Safira olhou para ela passando um olhar de confiança, e levou seus olhos para Edmundo, olhando-o atentamente. E a desconfiança estava nítida em seu rosto durante o tempo que olhava para o rei. Carlota não percebeu isso, estava ocupada demais tentando controlar suas fortes emoções.
Sua pele arrepiou-se quando um estrondo foi ouvido e um forte vento adentrou na capela fazendo as roupas e chapéis voarem para todos os lugares. Trouxe uma poeira e folhas secas arrastadas do jardim. As velas foram apagadas e uma porta que ficava nos fundo da capela bateu com força sobre a parede.
Os olhares das pessoas foram divididos por todas as partes, e a segurança ao lado dos reis aumentou. A princípio temeram uma invasão, estavam tão assustados com o ocorrido que tudo era motivo de dúvida, logo depois perceberam que tinha sido apenas o vento bravo.
Carlota lançou um olhar para o rei, e talvez pudesse perceber que o sofrimento dele era mútuo e que de nenhuma forma gostaria de vê-la assim outra vez. A dor acaba com as pessoas.
Edmundo apenas a trouxe para mais perto e a envolveu com seus braços musculosos, ela sentiu conforto no abraço enquanto ele afagava seus cabelos. Não hesitou, e nem queria. Carlota colocou seu rosto delicado entre o peito dele, e isso só fazia com que ela se parecesse menor. Um mero detalhe em uma vastidão de coisas complexas e talvez incompreensíveis para ela naquele momento.
Perguntas lhes surgiam a todo instante, perguntas que, mais cedo ou mais tarde teria as respostas. E possivelmente, não seriam o que ela queria. Uma das primeiras perguntas que se fez foi: Por que papai está fora do seu quarto naquela hora? Onde será que ele estava? Onde o encontraram? Por que o matá-lo?
Felipe que antes se encontravam sem nenhuma reação, agora estava com uma postura ereta e o maxilar trancado. E então, um rosto perverso surgiu no príncipe encantado de Carlota.
***
— E como parte da tradição, a filha mais velha mulher tocara em homenagem a seu pai e rei uma música — Anunciou Tom, conselheiro do rei.
Carlota pegou sua lira com cuidado e se dirigiu para o meio da capela, estava atômica, o povo seu reino inteiro estava ali e olhavam para ela como se fosse a esperança.
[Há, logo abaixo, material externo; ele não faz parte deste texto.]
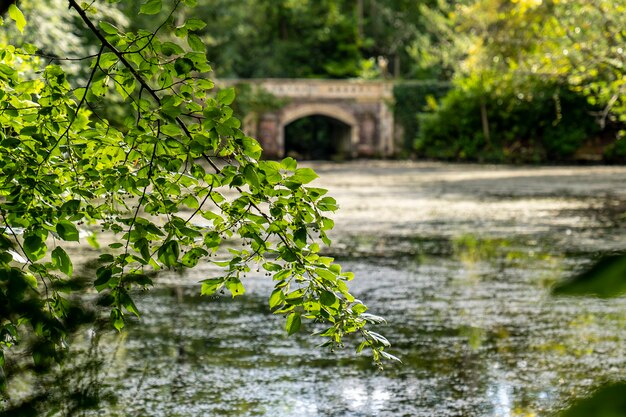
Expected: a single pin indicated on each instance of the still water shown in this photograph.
(458, 258)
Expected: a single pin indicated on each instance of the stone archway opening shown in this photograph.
(318, 137)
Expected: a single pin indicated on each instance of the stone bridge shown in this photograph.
(362, 107)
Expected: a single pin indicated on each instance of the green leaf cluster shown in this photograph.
(176, 184)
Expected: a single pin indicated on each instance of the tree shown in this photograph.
(174, 183)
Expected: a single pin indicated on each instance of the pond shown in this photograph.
(458, 258)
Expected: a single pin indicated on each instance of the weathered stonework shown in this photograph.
(362, 105)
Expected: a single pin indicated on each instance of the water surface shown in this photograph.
(458, 258)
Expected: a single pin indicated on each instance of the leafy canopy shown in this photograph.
(174, 184)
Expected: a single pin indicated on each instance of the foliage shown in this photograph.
(254, 99)
(539, 122)
(175, 184)
(411, 99)
(505, 50)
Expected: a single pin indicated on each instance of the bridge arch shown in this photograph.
(294, 112)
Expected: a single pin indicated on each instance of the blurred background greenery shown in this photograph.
(475, 80)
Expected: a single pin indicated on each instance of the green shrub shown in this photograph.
(411, 98)
(546, 123)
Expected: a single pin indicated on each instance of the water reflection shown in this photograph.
(466, 299)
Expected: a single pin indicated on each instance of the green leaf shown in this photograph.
(195, 43)
(168, 253)
(67, 231)
(151, 7)
(293, 323)
(17, 16)
(183, 66)
(195, 24)
(605, 279)
(276, 298)
(210, 286)
(61, 261)
(34, 247)
(226, 96)
(327, 298)
(108, 28)
(303, 176)
(235, 286)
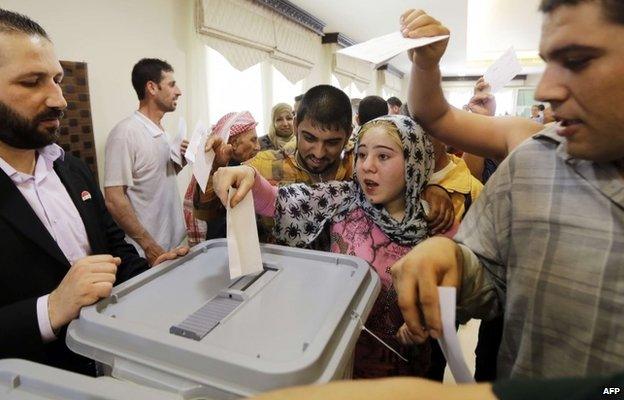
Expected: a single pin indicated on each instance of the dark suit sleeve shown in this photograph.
(20, 329)
(113, 237)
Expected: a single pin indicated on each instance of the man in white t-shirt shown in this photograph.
(140, 176)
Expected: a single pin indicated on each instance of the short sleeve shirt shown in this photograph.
(138, 156)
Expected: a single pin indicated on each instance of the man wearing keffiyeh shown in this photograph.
(203, 212)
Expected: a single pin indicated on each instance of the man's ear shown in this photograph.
(151, 87)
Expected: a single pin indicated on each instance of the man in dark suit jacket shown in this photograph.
(60, 249)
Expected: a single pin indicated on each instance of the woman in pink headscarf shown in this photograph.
(204, 213)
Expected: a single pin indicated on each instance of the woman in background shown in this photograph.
(281, 128)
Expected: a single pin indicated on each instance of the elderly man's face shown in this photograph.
(31, 101)
(583, 81)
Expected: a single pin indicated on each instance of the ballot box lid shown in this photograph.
(26, 380)
(187, 327)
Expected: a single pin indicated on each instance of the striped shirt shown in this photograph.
(545, 241)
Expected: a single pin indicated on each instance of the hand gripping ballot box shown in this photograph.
(186, 328)
(26, 380)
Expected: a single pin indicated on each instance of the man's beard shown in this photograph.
(21, 133)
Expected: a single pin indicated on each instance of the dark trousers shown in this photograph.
(490, 335)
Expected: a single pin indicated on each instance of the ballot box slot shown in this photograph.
(197, 325)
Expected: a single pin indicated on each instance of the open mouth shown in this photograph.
(567, 127)
(51, 122)
(370, 185)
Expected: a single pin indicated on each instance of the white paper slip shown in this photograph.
(203, 164)
(381, 49)
(176, 155)
(449, 343)
(198, 133)
(242, 237)
(503, 70)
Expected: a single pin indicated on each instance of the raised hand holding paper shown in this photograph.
(449, 342)
(381, 49)
(242, 237)
(503, 70)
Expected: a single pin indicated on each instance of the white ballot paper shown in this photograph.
(203, 163)
(381, 49)
(449, 343)
(176, 155)
(503, 70)
(196, 137)
(242, 237)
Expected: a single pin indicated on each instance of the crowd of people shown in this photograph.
(526, 224)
Lá fora parecia que o reino tinha sido coberto por um véu sombrio e carregado de ódio, o céu gritava sua dor em estrondos de fazer as coisas tremerem e os raios rasgavam as nuvens arrocheadas sem nenhuma hesitação.
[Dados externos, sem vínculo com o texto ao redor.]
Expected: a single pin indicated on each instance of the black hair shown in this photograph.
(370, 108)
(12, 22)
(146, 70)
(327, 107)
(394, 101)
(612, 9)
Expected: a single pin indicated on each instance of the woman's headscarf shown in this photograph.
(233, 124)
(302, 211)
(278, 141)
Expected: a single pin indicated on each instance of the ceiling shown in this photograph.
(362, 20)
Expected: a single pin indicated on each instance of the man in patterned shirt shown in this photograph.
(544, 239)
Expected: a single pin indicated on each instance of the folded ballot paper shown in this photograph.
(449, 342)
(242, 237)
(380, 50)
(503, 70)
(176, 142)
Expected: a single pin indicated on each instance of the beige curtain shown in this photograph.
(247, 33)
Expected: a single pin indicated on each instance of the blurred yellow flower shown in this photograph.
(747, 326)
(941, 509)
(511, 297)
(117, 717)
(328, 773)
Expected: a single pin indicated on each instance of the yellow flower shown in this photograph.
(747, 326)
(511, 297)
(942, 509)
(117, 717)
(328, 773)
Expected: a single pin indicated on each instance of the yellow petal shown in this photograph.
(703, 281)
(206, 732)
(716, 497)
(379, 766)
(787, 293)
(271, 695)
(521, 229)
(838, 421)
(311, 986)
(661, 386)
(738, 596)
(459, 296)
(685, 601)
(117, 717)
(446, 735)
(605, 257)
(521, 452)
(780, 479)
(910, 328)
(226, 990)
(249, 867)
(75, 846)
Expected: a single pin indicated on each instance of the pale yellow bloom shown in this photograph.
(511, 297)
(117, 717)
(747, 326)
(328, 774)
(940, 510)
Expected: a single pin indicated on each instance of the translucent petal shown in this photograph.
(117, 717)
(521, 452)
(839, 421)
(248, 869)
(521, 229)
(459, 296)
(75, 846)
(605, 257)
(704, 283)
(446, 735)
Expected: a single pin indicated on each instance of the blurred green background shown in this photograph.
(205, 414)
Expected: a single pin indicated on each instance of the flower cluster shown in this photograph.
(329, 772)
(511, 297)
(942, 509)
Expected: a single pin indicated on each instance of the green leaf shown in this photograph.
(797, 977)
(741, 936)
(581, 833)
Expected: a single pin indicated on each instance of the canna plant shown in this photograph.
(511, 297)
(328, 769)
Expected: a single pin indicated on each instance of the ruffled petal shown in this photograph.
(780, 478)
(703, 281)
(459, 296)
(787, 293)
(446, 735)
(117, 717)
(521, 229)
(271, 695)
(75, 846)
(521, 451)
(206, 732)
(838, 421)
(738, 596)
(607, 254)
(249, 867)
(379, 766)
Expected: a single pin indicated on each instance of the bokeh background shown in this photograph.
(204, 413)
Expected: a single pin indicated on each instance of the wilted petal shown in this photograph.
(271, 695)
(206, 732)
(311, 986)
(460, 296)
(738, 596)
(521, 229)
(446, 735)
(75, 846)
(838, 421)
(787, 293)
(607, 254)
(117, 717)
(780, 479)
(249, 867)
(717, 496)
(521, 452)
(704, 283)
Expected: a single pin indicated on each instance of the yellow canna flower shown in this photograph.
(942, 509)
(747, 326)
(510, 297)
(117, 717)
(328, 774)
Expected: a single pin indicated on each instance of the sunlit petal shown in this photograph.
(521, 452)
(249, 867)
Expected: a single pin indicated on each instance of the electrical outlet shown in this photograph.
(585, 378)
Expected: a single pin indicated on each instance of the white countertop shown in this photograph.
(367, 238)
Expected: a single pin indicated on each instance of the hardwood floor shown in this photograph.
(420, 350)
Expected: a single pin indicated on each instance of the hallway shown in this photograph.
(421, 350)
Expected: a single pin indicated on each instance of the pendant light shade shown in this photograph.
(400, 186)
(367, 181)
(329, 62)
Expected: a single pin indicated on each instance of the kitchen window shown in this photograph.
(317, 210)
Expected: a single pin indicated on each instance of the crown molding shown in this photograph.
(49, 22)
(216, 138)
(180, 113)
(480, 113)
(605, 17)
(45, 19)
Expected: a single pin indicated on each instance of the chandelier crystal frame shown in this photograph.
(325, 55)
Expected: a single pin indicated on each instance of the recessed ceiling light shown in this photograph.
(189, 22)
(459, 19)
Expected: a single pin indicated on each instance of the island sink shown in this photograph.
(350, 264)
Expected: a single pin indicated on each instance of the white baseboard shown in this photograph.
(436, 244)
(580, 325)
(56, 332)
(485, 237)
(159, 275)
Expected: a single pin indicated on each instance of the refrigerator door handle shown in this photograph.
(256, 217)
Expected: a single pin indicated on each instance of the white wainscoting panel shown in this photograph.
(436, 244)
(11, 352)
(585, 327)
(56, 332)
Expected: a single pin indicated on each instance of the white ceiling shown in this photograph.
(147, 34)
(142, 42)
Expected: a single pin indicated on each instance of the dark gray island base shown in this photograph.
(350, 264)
Seus dedos finos alcançou as cordas da lira, e então ela começou uma melodia suave, lembrando de quem a ensinou tocar aquele instrumento. Ela não podia olhar para as pessoas, não queria ver suas expressões, tudo que queria era tocar sua melodia sozinha.
Quando fechou os olhos, a princesa se teletransportou para um mundo seu. Estava tudo branco, era um cenário incandescente, e tudo que podia-se ver era luz. Muita luz.
Um coral católico começou a entoar um cântico de despedida, acompanhando a muisac de fundo, que estava sendo produzida por uma princesa inerte e cheia de desilusões.
"Subites ao céu agora;
Mas por que não deu adeus?
Estás na casa do pai agora;
Então que ilumine onde viveu
Seu caminho está a ser escrito em outro lugar
Alma de luz
Oh, Deus pai, o perdoa
Oh, Deus pai, o perdoa"
Quando terminou foi aplaudida e referenciada, ela apenas os olhou e acenou. Então a chuva lá fora começou com pingos grossos e a ventania ficou mais forte. Safira aproximou-se de sua filha e abraçou, depois deu um beijo em sua testa.
— Precisamos seputa-lo antes que vire uma tempestade — Disse a rainha, e Carlota concordou.
Marcus seria enterrado no jardim do castelo, na parte que ele mais ficava, e tudo já estava pronto. Carlota só não queria acreditar.